Bitcoin Rises as Middle East Turmoil Sparks Safe Haven Debate Among Investors

by Kingsley Okeke
March 23, 2026
in Cryptocurrency, Opinions
Reading Time: 2 mins read
Bitcoin gets more investment

When missiles began flying over the Gulf in late February 2026, the world’s financial markets braced for the familiar script: investors fleeing to gold, the US dollar strengthening, and risk assets collapsing. Bitcoin was supposed to follow the risk-asset playbook and tumble. It did not.

Instead, the world’s leading cryptocurrency quietly staged one of its more surprising performances in recent memory, forcing a serious reconsideration of where Bitcoin stands in the global financial order.

From Shock to Surge

When an Israeli strike on Iran spiralled into the broadest Middle Eastern military conflict in decades, Bitcoin initially held above $63,000, a level that looked fragile at the time. Then something unexpected happened.

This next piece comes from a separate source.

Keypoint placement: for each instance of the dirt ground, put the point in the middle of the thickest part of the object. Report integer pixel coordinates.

Bitcoin dropped to $63,106 on February 28, just before the conflict fully ignited, before bouncing back to $73,156 by March 5 and continuing to climb. By mid-March, Bitcoin had risen roughly 7% since the escalation began, outperforming the S&P 500, the Nasdaq 100, gold, and silver, while holding steady near $70,000 even as Brent crude briefly pushed back toward $100 per barrel. The asset advanced to nearly a six-week high as investors returned on optimism that market turmoil tied to the conflict may be starting to ease.

Gold Retreats, Bitcoin Advances

The more striking story is what happened to gold. Traditionally, war sends investors stampeding into bullion. That reflex played out initially, physical gold briefly surged past $5,500 per ounce earlier this year, but retreated to around $4,988 per ounce by mid-March.

The reason behind the pullback matters. The prospect of higher-for-longer interest rates bolstered the US Dollar Index, and a stronger dollar makes dollar-denominated assets like gold significantly more expensive for international buyers, effectively capping the precious metal’s upside despite the ongoing conflict.

Bitcoin, which carries no such currency burden, has been the quiet beneficiary. Its rapid transferability and limited regulatory control have made it attractive to a growing segment of investors, particularly in environments involving capital controls and uncertainty.

The Safe Haven Debate

Not everyone is convinced this rally means Bitcoin has matured into a reliable store of value. The debate among analysts is sharp and unresolved.

Bitcoin’s behaviour during the early stages of the conflict was not characteristic of a conventional safe-haven asset, with shifts in investor sentiment, risk appetite, and liquidity trends in other markets heavily influencing its fluctuations. Critics point out that the asset remains deeply volatile, having traded in a rough range of $60,000 to $75,000 since early February.

Sentiment remains weak, with Bitcoin funding rates negative since early March and the crypto fear and greed index deep in extreme fear territory, highlighting a disconnect between market positioning and price resilience. In other words, Bitcoin is rising even as most traders are too nervous to confidently back the move.

What Comes Next

The Federal Reserve sits at the centre of Bitcoin’s short-term outlook. Fed Chair Jerome Powell faces the difficult task of navigating the economic fog of war. If the Fed adopts a hawkish tone in response to surging oil prices, the resulting liquidity squeeze could test Bitcoin’s current support zones.

There is also a regional dimension emerging. At the on-chain level, stablecoins have become the functional currency for countries grappling with war, sanctions, and economic collapse — with significant inflows recorded in Lebanon and Turkey as crypto steps in where traditional financial systems have broken down.

Bitcoin is still far from being a consistently secure asset, but it keeps evolving into a hybrid instrument on the global financial scene. It is part speculative bet, part geopolitical hedge, and increasingly, something that investors in unstable regions are treating as a lifeline rather than a lottery ticket.